BarbriSFCourseDetails

Course Details

This CLE course will prepare class counsel to leverage the injury-in-fact requirements for Article III standing in privacy class actions in light of the recent Supreme Court opinion in Spokeo v. Robins and will outline strategies for class counsel to argue for or against whether injuries in privacy actions are concrete and particularized.

Description

On May 13, 2016, the U.S. Supreme Court’s Spokeo v. Robins ruling confirmed that the injury-in-fact requirements for Article III standing for class action plaintiffs requires that the plaintiff have suffered an injury, which is both concrete and particularized. Though in privacy class actions plaintiffs can often establish a breach, showing a concrete injury resulting from the breach is much more difficult.

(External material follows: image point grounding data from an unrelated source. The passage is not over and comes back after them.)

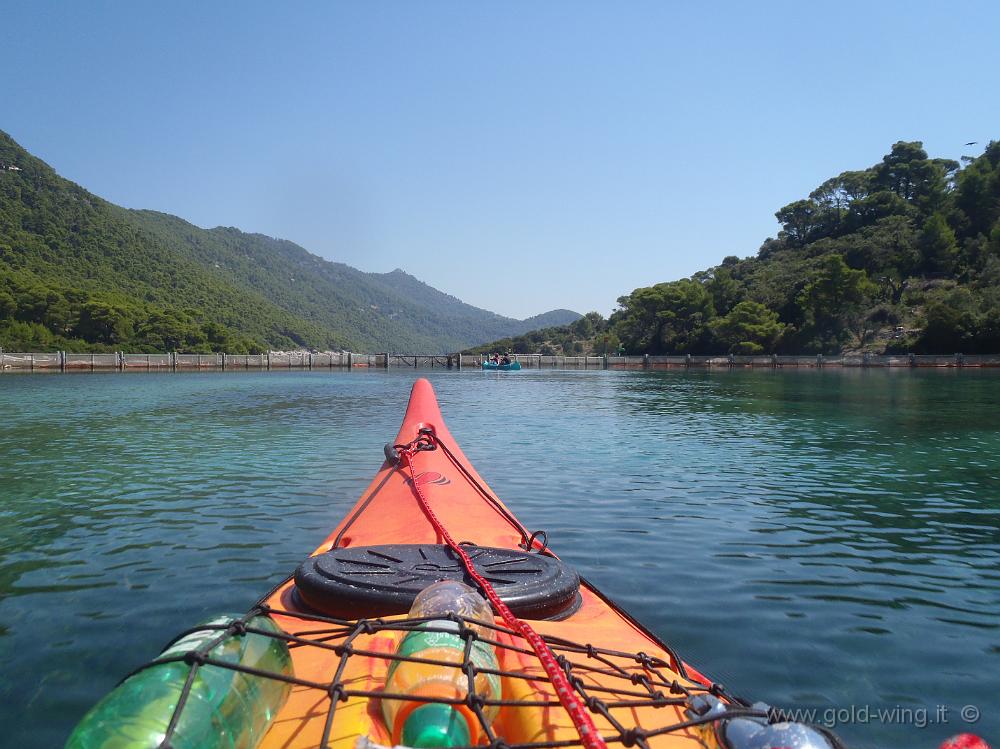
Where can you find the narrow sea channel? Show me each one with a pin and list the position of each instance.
(813, 539)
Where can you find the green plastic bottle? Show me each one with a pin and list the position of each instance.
(226, 709)
(422, 724)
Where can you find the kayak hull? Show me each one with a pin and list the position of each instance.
(389, 513)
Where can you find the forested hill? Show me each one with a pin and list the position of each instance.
(79, 273)
(901, 256)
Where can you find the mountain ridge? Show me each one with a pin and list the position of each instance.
(77, 270)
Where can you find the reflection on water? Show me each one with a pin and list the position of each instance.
(811, 538)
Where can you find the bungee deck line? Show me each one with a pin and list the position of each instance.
(582, 721)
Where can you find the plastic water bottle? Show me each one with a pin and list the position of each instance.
(437, 724)
(224, 709)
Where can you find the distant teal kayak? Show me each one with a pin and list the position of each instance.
(502, 367)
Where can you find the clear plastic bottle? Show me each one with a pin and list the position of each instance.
(226, 709)
(436, 724)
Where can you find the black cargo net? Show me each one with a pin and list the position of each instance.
(612, 684)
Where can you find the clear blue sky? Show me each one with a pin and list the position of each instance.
(520, 155)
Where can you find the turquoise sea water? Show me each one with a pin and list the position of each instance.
(813, 539)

Counsel in privacy class actions are capitalizing on Spokeo, requesting courts to examine the injury requirements in pending cases by raising standing issues which would prevent the proposed class from being certified or result in decertification. Spokeo will also likely be used as ammunition for dismissal of claims where the only injury alleged is prospective misuse of stolen data and where plaintiffs allege only bare procedural violations.

The Court did, however, reiterate that intangible injuries can be concrete and explained that its ruling does not mean that the risk of real harm cannot satisfy the requirement of concreteness. The Court also left open the door for further disputes on standing in its acknowledgment that a violation of a procedural right granted by statute can, in some circumstances, be sufficient to constitute injury-in-fact.

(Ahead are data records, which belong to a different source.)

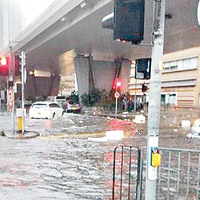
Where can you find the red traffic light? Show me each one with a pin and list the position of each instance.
(3, 61)
(4, 66)
(117, 84)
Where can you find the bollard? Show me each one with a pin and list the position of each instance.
(20, 121)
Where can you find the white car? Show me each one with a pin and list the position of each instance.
(46, 110)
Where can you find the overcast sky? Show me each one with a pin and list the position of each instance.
(32, 9)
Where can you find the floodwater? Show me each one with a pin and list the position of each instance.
(62, 164)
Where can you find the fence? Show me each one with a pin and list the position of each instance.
(178, 176)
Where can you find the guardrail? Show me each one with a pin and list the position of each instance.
(178, 176)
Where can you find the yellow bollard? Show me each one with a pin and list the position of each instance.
(19, 123)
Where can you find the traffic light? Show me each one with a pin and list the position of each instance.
(4, 66)
(17, 65)
(117, 84)
(144, 88)
(129, 20)
(143, 68)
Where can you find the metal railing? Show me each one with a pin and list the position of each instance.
(178, 176)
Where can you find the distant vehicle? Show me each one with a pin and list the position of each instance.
(45, 110)
(60, 100)
(71, 106)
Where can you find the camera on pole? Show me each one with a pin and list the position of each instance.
(127, 21)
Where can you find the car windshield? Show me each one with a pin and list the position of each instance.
(39, 105)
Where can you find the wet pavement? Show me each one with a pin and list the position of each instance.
(62, 164)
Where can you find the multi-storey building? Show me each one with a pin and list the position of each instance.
(11, 22)
(180, 79)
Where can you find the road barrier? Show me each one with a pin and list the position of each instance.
(178, 176)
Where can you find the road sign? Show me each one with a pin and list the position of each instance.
(117, 95)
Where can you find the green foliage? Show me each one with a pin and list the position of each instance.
(91, 99)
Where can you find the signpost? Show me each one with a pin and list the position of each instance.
(154, 95)
(117, 95)
(23, 80)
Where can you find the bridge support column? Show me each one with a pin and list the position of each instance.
(92, 74)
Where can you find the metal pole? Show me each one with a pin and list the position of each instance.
(11, 78)
(135, 95)
(22, 79)
(154, 95)
(116, 107)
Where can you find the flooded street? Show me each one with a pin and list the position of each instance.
(63, 164)
(54, 169)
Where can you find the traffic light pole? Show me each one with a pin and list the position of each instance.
(11, 78)
(23, 57)
(154, 96)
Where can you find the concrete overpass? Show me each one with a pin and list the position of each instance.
(76, 25)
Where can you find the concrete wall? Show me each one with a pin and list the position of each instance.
(103, 74)
(41, 87)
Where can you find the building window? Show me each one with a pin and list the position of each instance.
(178, 65)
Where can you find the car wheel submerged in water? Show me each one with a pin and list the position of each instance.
(45, 110)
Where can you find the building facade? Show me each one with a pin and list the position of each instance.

Listen as our authoritative panel examines the effect of Spokeo on privacy class actions and provides in-depth analysis of the injury-in-fact requirements for Article III standing in the context of privacy injury.

Outline

  1. Injury-in-fact post-Spokeo
  2. Tangible vs. intangible injury under Spokeo
  3. Violations of statutes which provide for private causes of action after Spokeo

Benefits

The panel will review these and other key issues:

  • What must a privacy class action plaintiff allege to establish Article III standing post-Spokeo?
  • Can intangible privacy injuries constitute injury-in-fact?
  • Are fears that data could be used to harm individual privacy interests sufficient to establish injury-in-fact?
  • Can procedural harms satisfy the Spokeo requirements?